In southern Oregon and California, more than 20 threatened and endangered species co-occur in vernal pools. This has prompted the U.S. Fish & Wildlife Service to implement a broad strategy of protecting an entire ecosystem – in this case, all intact vernal pools – as a way to conserve all threatened inhabitants.
Flat-bottomed basins known as playas exist in the desert grasslands of Texas, New Mexico, Kansas, Oklahoma and Colorado. Found at the lowest point of a large drainage area, these seasonal, marsh-like ponds collect and store water from rain and runoff.
Unlike vernal pools, playas generally fill when temperatures are unsuitable for plant growth, and often the water is salty, alkali or both. Colorado's eastern plains contain over 2,500 playas ranging in size from one to 50 acres. More than 200 bird species, particularly shorebirds and waterfowl, use these playa lakes.

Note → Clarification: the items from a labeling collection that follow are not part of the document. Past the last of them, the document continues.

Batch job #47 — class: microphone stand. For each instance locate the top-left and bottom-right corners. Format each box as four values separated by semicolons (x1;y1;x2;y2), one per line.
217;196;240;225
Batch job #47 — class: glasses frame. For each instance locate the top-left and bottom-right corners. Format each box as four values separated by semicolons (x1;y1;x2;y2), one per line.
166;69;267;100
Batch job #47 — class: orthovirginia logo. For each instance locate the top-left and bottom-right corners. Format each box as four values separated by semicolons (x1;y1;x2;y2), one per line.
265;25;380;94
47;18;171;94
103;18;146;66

Roughly 12,000 years ago, the last of the Pleistocene Epoch glaciers retreated from the northern Great Plains, leaving behind an area pockmarked by millions of depressions. These depressions, or potholes, cover a swath of land totaling more than 270,000 square miles, extending from northwest Iowa to central Alberta.

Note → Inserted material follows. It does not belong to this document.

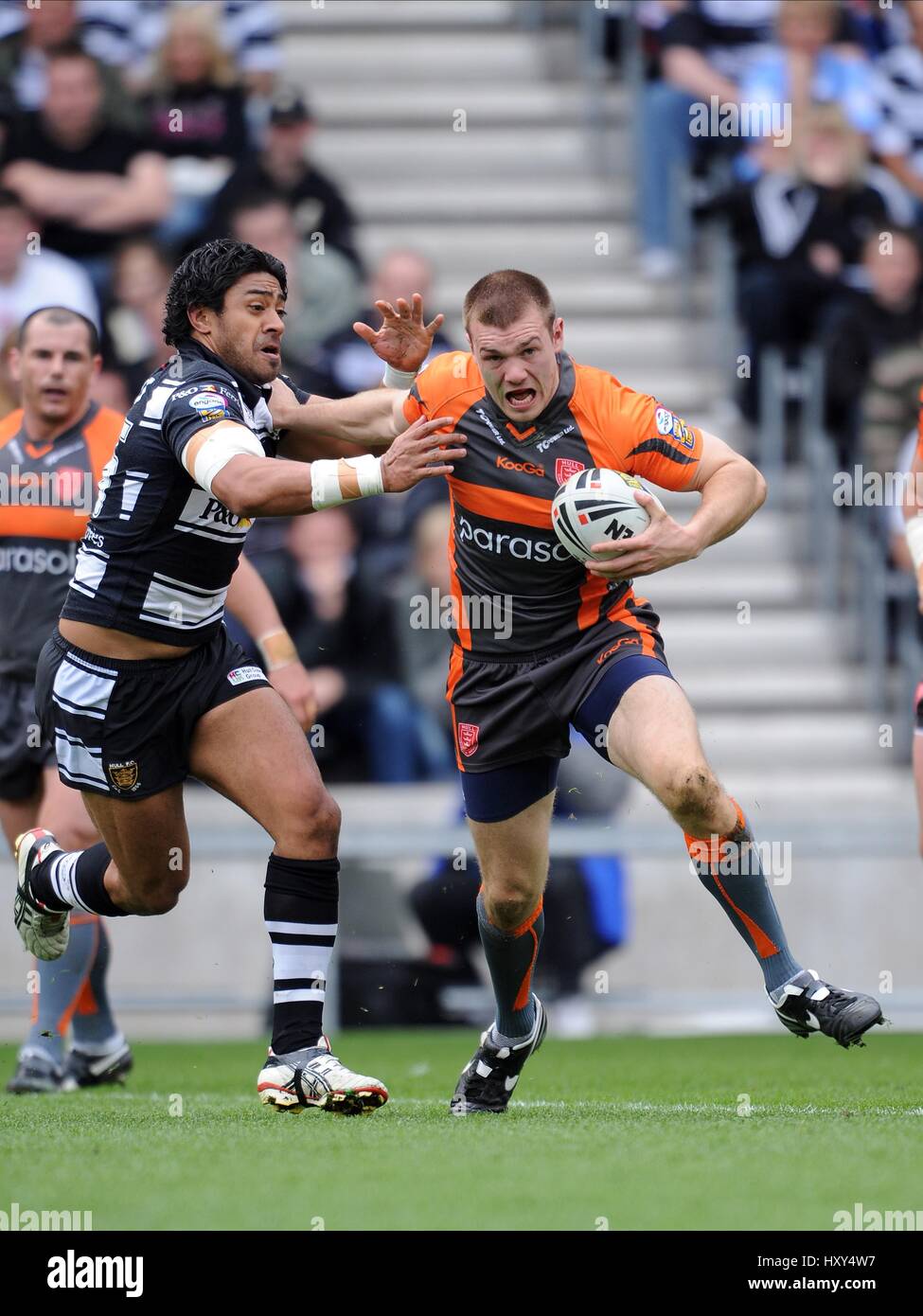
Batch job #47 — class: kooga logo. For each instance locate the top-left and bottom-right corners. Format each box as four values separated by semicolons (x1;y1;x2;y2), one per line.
458;516;574;562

In the spring, the potholes fill with rain and snowmelt, often absorbing excess water that would otherwise contribute to flooding. More than half of North America's migratory waterfowl use these wetlands to rest, nest or breed. Tewaukon National Wildlife Refuge in the heart of North Dakota's prairie pothole region supports upwards of 700,000 snow geese, 2,000 swans and 75,000 ducks during the fall migration.